Objek konservasi meliputi satu set instrumen gamelan Bonang dan Saron serta Mandau, senjata tradisional khas Kalimantan yang sarat nilai simbolik dan historis. Pada instrumen gamelan, mahasiswa melakukan pembersihan oksidasi pada permukaan logam menggunakan teknik poles presisi untuk mengembalikan kilau tanpa mengikis struktur aslinya.
Sementara itu, pada bagian tatakan kayu ukir dilakukan perbaikan finishing melalui coating ulang guna memperkuat daya tahan material sekaligus mempertahankan detail artistik ukiran.
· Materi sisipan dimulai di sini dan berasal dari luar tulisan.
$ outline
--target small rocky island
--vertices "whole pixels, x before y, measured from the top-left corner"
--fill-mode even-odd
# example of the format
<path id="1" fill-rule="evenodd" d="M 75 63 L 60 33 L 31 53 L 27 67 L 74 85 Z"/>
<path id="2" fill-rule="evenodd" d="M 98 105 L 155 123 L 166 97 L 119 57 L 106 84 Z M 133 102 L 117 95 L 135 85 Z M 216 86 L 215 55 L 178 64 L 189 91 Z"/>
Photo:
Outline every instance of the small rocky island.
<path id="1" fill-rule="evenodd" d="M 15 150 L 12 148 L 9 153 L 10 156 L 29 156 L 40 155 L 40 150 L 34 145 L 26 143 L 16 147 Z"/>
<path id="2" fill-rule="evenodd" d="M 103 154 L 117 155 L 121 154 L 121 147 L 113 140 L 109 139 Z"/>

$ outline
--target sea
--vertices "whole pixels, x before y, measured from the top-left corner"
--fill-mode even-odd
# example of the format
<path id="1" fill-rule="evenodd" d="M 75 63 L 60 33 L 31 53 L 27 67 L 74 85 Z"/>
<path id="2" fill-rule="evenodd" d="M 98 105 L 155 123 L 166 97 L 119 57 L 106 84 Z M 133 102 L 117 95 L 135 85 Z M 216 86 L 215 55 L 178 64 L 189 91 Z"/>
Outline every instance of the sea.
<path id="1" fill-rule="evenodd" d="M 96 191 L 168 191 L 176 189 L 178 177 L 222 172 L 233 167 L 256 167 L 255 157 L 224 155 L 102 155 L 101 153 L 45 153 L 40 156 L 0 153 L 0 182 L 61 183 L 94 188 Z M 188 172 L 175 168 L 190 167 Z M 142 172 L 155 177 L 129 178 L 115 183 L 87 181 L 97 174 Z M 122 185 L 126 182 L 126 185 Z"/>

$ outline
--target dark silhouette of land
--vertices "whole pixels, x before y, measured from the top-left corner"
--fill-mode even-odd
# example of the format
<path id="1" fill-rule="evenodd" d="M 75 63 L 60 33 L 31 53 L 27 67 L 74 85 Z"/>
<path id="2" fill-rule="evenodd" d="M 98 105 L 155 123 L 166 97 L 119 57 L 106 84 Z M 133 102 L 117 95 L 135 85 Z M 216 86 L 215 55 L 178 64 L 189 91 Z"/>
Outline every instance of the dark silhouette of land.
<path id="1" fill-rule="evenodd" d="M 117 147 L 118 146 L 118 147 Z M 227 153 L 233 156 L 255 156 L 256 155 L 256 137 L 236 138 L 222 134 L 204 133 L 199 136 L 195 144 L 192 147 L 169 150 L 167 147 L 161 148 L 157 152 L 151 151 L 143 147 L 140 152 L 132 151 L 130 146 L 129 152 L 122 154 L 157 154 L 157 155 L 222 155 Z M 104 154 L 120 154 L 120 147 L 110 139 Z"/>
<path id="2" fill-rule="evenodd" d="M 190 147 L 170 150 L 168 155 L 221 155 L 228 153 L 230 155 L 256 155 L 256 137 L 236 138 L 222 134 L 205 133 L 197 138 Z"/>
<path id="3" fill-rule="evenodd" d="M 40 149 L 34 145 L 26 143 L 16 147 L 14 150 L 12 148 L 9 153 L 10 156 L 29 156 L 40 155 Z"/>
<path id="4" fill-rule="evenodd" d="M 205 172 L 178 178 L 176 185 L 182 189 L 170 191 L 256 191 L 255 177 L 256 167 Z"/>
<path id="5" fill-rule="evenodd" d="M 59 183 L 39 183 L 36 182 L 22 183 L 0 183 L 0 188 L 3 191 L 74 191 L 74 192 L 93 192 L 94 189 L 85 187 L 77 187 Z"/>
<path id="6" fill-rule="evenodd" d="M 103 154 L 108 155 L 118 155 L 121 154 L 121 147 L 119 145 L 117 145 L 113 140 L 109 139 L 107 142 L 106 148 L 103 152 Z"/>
Kegiatan ini melibatkan mahasiswa lintas program studi, di antaranya dari Prodi Tekstil, Keramik, dan Kayu. Kolaborasi multidisipliner tersebut memperkaya proses konservasi karena setiap mahasiswa membawa perspektif keilmuan berbeda dalam memahami sifat material dan teknik restorasi. Pendekatan integratif ini menegaskan bahwa konservasi seni kriya bukan sekadar pekerjaan teknis, melainkan praktik akademik berbasis riset, ketelitian, dan kepekaan terhadap nilai sejarah.
“Konservasi ini bukan sekadar pembersihan fisik, melainkan upaya menjaga nilai estetika dan historis agar benda-benda seni ini tetap dalam kondisi prima layaknya baru,” ujar Aruman saat mendampingi mahasiswa di lokasi kegiatan.
Melalui dokumentasi yang dihimpun, tampak mahasiswa bekerja secara sistematis, mulai dari observasi kondisi awal, pencatatan detail kerusakan, proses pembersihan bertahap, hingga evaluasi akhir hasil perawatan. Kehadiran ISBI Kaltim di ruang pelestarian budaya seperti Rumah Budaya Kutai menjadi bukti konkret peran strategis perguruan tinggi seni dalam menjaga kesinambungan tradisi.
Dengan langkah nyata ini, artefak budaya Kutai tidak hanya terawat secara fisik, tetapi juga diperkuat maknanya sebagai identitas kultural yang tetap hidup dan relevan di tengah arus modernisasi.